No matter whether they are perched on some lofty peak in the Rockies or nestled beneath royal palms on a Florida lagoon, the most obvious thing about today's resorts, aside from the fact that they are proliferating wildly, is that they have changed. They have adjusted to a new time and a new social structure, and this is not necessarily because, as one old shellback snorted, "The '400' has been marked down to $3.98."
Few people go to resorts any longer because it is the fashionable thing to do; they want the rest and the relaxation, the sports, or sometimes the lush or gay life a particular resort offers. Even Old Guard bluebloods are beginning to understand and adjust to the fact that the newcomers who are intruding on their little provinces are not interested in rubbing elbows with them but only in enjoying the same facilities that brought them there in the first place.

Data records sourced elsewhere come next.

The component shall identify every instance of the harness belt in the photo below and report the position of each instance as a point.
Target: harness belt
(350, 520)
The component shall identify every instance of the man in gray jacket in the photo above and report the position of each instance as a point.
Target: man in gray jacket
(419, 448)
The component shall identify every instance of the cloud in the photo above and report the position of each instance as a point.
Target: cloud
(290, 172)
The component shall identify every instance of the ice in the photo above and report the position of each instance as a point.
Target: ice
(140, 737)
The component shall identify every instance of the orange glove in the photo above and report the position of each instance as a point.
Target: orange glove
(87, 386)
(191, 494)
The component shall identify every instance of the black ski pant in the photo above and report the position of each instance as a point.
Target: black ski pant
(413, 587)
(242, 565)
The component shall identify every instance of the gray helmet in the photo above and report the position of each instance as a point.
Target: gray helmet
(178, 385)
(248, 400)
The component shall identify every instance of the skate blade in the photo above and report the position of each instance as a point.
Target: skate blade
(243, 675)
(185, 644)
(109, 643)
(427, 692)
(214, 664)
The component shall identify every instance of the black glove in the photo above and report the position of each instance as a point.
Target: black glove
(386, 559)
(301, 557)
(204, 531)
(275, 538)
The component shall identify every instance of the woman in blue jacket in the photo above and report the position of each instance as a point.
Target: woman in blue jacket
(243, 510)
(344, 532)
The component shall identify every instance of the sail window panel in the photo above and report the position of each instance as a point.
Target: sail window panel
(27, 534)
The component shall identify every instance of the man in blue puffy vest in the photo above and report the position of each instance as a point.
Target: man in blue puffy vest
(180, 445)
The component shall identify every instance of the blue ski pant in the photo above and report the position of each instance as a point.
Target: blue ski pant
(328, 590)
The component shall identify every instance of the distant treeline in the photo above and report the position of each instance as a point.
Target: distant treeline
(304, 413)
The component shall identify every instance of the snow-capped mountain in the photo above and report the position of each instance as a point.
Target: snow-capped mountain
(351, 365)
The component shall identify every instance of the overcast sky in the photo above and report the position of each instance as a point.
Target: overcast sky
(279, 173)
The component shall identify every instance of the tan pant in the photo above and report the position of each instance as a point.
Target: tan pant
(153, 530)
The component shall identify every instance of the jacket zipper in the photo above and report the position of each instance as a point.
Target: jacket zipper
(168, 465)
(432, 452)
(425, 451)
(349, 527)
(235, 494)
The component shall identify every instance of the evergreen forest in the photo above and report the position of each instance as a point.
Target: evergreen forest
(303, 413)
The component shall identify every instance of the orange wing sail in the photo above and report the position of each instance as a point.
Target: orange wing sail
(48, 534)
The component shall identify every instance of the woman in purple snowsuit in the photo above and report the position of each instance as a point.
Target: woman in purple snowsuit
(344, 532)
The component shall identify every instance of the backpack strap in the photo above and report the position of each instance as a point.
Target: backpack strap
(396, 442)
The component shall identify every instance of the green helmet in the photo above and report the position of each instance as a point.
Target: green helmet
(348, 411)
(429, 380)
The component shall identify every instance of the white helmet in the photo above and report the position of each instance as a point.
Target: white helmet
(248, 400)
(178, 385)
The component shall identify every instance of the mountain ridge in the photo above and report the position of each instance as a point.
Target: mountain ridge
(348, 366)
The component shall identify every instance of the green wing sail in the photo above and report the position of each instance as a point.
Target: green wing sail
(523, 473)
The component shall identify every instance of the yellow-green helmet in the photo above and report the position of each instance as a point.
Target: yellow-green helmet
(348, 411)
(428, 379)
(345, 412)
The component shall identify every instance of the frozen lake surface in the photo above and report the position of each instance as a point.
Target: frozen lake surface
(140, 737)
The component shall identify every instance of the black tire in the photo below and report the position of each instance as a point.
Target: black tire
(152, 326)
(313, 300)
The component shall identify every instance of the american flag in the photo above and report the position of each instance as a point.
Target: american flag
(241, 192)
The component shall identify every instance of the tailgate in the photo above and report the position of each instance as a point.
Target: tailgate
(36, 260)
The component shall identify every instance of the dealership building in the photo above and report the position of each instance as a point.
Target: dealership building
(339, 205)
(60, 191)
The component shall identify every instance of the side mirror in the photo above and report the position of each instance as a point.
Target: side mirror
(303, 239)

In Edgartown, on Martha's Vineyard, for example, a modest old inn fronting the harbor, which once was content to cater to old ladies, has been expanded into a large and modern apartment complex, complete with a swimming pool. Michigan's Harbor Springs, near exclusive Harbor Point, is burgeoning with motels and a large public marina that can accommodate 100 yachts at a time. Even at old Newport, many of the old, awkward and pretentious mansions are being converted into apartments for the middle-rich. Second Beach is thronged with happy daytrippers, and farther out at Third Beach, handsome homes of handsomely prosperous families have filled an area that was only beachgrass wasteland a few years ago.
The Third Beachers joke comfortably about the touted snobbishness of Bailey's Beachers, when they speak of them at all. They joke without rancor, for they breathe the same winy air, sail on the same waters, and their beach is as good as Bailey's. Maybe better.